AP: More ransomware attacks than known so far

"Ransomware attacks are a dangerous trend, they make serious victims," explained AP Chairman Aleid Wolfsen. "Figures from the AP now show that this danger is even greater than thought. That should be a warning to everyone. Organizations in the Netherlands: don't become the next victim, make sure you have your digital security in order."

Millions of data 

In a ransomware attack, hackers digitally break into an organization. Using special software, they "hostage" files full of privacy-sensitive data. The hackers demand a ransom to make the files accessible again. They may also threaten to sell or even disclose the encrypted data to other criminals.

The AP sees that cybercriminals sometimes set their sights on one specific company in a particular industry. But they also regularly attack IT vendors who manage data on behalf of a whole range of companies from a variety of sectors. If such an attack succeeds, the hackers thus hit numerous organizations in one fell swoop - and with it, ultimately, the many people whose personal data are held by all those organizations.

Wolfsen: "The scale of a ransomware attack quickly increases exponentially, the damage multiplies at lightning speed. Don't underestimate it." 

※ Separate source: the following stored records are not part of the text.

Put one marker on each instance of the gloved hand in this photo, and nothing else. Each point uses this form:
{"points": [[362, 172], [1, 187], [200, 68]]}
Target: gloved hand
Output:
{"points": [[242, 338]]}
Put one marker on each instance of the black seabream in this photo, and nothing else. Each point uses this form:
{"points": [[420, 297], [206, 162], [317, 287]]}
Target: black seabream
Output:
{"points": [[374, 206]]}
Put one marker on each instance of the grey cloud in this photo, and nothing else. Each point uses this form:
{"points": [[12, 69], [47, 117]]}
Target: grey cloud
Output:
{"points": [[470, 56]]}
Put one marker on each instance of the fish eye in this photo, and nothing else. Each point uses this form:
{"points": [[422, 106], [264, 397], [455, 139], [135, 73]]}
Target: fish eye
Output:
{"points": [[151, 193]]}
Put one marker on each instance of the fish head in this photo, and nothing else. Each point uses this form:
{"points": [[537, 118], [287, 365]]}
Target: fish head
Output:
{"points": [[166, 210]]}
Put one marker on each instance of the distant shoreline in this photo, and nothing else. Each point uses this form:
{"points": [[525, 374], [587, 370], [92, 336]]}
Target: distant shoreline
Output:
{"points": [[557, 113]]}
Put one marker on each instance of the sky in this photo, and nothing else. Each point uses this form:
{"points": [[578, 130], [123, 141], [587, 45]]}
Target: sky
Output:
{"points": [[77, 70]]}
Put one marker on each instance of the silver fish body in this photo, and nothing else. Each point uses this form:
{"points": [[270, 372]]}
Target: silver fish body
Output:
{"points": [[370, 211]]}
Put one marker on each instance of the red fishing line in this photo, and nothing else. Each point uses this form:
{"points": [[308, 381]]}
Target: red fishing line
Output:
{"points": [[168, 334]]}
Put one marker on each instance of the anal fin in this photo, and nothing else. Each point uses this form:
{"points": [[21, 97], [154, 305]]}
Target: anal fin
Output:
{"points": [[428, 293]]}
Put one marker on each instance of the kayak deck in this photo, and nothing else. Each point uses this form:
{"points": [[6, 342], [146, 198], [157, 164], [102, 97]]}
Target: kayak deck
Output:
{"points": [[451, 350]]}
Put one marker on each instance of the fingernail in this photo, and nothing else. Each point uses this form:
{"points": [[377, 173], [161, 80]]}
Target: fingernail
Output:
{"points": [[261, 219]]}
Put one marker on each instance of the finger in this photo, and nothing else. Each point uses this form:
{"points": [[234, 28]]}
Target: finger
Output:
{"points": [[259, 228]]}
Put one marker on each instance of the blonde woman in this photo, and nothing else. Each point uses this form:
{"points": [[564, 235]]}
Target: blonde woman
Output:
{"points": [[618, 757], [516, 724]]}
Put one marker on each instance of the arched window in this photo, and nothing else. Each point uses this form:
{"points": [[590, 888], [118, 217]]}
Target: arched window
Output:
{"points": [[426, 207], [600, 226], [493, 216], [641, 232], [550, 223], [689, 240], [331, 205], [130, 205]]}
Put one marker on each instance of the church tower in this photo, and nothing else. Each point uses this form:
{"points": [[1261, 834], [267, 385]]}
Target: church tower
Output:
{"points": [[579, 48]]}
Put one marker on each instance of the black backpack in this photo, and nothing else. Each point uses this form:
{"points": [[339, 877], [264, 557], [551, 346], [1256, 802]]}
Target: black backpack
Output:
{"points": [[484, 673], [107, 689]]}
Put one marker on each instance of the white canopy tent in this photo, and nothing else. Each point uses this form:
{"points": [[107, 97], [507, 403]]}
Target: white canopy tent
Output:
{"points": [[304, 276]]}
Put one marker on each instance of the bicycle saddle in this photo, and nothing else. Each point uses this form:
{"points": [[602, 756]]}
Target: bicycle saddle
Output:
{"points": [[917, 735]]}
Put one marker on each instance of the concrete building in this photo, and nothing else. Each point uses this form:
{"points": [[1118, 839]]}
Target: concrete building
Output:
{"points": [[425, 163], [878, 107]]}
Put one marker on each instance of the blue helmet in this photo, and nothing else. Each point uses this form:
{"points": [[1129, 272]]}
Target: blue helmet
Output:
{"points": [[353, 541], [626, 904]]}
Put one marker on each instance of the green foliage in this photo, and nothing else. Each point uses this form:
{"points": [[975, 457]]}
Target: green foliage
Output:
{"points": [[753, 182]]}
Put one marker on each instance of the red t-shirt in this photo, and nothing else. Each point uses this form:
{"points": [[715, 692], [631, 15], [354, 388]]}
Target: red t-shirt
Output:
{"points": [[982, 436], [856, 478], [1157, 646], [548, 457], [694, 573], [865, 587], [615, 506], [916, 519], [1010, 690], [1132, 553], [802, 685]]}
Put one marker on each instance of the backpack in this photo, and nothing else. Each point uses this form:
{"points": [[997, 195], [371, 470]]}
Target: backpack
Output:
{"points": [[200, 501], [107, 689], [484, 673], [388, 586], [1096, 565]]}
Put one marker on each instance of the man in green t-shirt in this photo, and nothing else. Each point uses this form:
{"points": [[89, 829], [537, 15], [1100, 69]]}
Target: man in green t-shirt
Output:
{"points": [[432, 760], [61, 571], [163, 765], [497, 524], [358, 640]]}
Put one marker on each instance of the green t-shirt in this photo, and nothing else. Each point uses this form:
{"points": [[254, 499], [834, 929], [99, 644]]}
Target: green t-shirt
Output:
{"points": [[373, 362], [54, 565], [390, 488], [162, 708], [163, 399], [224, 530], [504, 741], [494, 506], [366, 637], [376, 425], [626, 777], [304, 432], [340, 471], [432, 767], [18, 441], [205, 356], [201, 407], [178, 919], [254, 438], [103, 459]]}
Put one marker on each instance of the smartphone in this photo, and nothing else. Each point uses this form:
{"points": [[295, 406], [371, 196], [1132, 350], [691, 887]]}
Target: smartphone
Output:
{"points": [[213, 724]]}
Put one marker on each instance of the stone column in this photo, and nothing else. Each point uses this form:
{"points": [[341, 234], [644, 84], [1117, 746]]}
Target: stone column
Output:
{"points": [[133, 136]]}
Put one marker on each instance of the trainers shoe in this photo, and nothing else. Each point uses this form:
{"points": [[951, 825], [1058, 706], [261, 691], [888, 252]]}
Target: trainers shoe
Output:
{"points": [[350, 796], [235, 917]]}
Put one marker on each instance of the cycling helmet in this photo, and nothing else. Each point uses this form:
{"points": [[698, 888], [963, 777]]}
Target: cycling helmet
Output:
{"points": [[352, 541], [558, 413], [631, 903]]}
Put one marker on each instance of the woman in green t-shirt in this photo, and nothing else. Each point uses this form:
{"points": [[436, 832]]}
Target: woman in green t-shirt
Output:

In fact, one specific ransomware hack last year affected more than 200 organizations at once, with data from a total of as many as 2.5 million people in the Netherlands.

Tips for organizations

Wolfsen: "As an organization, you can suffer substantial financial damage. If your systems are held hostage, you literally cannot work. And as an individual, your privacy-sensitive data may be out in the open. That is why the AP has prepared this ransomware report: to warn, and to give organizations tips on how to make themselves less vulnerable to cyber attacks."

Duty to report to AP 

One estimate so far was that there were more than 140 ransomware attacks in the Netherlands last year. This figure comes from other agencies dealing with the issue. That the AP counts more ransomware attacks may be due to its role as regulator of the legal duty to report data breaches.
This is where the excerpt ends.